Memorial colloquium to honor Egyptologist William Kelly Simpson

The contributions of late Yale Professor William Kelly Simpson ’47, ’48 M.A., ’54 Ph.D. to Near Eastern studies will be recognized at a colloquium in his honor

The contributions of late Yale Professor William Kelly Simpson  ’47, ’48 M.A., Ph.D. ’54 to the field of Egyptology and Near Eastern studies will be recognized during a colloquium in his memory on Saturday, Oct. 7.

Simpson died on March 24, 2017 at the age of 89. He joined the Yale faculty as an assistant professor of Near Eastern languages and literatures in 1958 and became a full professor in 1965, which he held until his retirement in 2004. During his tenure at Yale, he also served for nearly 20 years as curator of Egyptian and ancient Near Eastern art at the Museum of Fine Arts in Boston. During his time there, he reopened the museum’s excavation at Giza.  While at Yale, he lead a joint team from the University of Pennsylvania and Yale to Toshka and Arminna as part of the UNESCO campaign to save the Nubian monuments to excavate Egyptianizing tombs and Late Meroitic cemeteries and later to Abydos to work on the Middle Kingdom remains there. From 1967 to 1970, Simpson served as chair of the Department of Near Eastern Languages and Literatures at Yale.
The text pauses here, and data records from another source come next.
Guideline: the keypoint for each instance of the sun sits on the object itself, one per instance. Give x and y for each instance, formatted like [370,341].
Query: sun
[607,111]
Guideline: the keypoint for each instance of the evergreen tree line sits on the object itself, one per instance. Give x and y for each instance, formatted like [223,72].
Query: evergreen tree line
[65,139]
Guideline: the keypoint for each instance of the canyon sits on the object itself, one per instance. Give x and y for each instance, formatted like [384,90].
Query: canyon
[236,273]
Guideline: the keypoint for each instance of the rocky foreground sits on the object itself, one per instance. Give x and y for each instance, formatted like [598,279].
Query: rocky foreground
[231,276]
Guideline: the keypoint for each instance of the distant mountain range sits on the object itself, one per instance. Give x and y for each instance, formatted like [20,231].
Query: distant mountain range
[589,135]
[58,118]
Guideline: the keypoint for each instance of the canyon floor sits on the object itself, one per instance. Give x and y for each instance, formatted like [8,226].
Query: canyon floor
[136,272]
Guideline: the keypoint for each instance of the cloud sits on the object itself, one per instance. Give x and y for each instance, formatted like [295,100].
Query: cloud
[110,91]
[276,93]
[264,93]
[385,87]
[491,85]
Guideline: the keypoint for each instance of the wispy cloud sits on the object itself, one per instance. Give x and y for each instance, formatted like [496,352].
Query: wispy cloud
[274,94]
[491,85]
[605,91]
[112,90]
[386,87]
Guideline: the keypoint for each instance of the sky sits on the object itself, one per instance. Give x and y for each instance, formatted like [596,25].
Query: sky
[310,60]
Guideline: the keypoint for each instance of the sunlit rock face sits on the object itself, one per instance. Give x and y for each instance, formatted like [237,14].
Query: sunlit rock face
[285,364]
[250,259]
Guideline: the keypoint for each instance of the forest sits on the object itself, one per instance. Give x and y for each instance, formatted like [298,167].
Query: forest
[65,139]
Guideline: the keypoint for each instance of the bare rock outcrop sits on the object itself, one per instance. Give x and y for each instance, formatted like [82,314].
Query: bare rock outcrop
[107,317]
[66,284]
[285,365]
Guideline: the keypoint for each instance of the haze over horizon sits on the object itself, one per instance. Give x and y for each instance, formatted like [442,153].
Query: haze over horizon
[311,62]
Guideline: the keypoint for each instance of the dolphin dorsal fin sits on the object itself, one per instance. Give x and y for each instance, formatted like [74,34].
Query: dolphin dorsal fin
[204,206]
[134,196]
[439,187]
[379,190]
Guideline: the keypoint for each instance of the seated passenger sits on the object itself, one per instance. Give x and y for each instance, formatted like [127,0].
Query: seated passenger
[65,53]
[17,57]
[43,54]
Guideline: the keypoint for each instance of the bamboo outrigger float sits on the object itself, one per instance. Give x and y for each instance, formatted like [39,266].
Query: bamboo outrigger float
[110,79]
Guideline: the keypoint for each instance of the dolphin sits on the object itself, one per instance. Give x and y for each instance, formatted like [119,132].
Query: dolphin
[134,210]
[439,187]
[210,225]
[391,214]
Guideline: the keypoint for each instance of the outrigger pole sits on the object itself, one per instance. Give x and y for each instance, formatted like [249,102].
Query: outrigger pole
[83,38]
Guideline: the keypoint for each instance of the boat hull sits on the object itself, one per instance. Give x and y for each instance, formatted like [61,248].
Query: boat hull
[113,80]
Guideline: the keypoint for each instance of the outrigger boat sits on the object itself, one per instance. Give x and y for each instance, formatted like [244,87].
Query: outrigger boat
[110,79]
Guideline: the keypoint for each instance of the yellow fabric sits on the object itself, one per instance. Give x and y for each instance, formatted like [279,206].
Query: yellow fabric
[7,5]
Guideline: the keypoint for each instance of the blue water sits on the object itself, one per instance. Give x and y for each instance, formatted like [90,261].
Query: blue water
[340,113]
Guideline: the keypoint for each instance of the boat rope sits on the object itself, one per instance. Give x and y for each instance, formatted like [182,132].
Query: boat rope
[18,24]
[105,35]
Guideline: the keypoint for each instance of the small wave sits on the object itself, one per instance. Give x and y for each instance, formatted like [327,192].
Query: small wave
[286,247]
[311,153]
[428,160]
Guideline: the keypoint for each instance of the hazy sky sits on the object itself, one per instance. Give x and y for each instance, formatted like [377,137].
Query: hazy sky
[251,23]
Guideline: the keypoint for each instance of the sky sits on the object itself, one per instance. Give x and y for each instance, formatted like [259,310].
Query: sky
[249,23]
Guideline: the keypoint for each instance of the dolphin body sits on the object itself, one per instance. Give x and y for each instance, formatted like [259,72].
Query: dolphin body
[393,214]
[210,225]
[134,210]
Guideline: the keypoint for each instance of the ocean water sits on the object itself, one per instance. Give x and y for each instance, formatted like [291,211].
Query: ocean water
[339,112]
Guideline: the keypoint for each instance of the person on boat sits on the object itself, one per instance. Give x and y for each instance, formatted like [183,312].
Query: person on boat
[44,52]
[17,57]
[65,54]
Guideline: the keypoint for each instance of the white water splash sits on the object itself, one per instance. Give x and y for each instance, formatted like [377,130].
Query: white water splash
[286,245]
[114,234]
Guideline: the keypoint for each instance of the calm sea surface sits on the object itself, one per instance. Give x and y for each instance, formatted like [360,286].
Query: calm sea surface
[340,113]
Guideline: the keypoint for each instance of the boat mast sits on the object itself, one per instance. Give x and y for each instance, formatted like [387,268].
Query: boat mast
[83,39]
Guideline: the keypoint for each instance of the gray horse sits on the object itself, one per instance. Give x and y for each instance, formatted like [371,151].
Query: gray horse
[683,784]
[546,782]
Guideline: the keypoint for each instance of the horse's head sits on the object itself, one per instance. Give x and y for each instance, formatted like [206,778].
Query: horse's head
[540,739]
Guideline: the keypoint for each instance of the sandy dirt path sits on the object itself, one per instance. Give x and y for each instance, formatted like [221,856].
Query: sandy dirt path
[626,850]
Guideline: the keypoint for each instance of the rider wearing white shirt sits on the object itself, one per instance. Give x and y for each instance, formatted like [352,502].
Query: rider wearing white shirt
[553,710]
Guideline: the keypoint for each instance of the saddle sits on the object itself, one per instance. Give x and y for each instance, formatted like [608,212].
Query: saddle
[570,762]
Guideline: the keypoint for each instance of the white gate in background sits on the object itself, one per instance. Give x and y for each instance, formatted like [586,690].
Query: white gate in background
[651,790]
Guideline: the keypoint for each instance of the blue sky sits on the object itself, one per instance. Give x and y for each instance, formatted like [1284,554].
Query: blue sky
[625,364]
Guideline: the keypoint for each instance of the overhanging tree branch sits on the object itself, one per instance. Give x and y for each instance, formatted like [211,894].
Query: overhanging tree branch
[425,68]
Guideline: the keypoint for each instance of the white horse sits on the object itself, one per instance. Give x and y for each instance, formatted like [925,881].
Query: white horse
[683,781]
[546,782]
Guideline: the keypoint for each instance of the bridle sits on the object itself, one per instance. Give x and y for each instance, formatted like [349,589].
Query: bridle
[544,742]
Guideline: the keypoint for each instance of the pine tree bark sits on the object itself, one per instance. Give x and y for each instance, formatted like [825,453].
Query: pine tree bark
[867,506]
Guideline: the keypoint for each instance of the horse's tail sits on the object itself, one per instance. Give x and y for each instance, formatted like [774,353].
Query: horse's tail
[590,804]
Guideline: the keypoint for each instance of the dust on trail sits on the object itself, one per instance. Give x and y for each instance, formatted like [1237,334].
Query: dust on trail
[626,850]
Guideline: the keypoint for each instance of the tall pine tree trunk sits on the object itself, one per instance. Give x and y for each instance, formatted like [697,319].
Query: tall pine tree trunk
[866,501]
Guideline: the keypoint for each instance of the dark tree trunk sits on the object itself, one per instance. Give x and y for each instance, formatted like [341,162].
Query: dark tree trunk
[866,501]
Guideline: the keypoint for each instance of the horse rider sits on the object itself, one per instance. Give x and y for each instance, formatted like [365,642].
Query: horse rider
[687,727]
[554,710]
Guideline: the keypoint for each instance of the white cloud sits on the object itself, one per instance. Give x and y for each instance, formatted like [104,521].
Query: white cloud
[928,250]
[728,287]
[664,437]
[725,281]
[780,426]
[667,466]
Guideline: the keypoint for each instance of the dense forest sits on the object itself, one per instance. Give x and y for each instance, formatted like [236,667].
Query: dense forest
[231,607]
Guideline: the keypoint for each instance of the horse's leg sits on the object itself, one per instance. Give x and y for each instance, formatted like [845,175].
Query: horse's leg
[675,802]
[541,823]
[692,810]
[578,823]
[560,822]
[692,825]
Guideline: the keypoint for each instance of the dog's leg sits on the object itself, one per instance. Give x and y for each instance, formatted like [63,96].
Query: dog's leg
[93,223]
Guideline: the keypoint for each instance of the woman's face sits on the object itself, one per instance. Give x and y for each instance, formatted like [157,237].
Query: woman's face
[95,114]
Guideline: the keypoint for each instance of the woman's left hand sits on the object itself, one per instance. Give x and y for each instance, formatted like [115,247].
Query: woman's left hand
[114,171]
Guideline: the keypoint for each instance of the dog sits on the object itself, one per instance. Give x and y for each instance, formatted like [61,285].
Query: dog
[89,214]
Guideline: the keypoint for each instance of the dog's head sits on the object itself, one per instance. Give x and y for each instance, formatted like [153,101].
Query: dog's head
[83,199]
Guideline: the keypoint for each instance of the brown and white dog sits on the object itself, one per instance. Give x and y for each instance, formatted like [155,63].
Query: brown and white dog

William Kelly Simpson reading and smoking a pipe.

The William Kelly Memorial Colloquium will take place 1-7 p.m. in the Mineral Hall of the Peabody Museum of Natural History, 170 Whitney Ave. It will feature talks by Yale scholars and others in the field of Egyptology and Near Eastern history and studies, including Joseph Manning, the William Kelly and Marilyn M. Simpson Professor of Classics and History; John C. Darnell, professor of Egyptology at Yale; Christina Geisen, a postdoctoral associate in Egyptology at Yale; Lawrence Berman of the Museum of Fine Arts in Boston; Juan Carlos Moreno Garcia of the French Center for Scientific Research in Paris France; Hans-Werner Fischer-Elfert of the University of Leipzig in Germany; and Janet Richards of the University of Michigan. Tamar Gendler, dean of the Faculty of Arts and Scinces at Yale, will give an introductory address, and Stephen Davis, director of the William K. and Marilyn M. Simpson Egyptology Endowment, will provide concluding remarks. In addition, Tobias K. Seggerman, a nephew of Simpson, will offer a family remembrance of his uncle.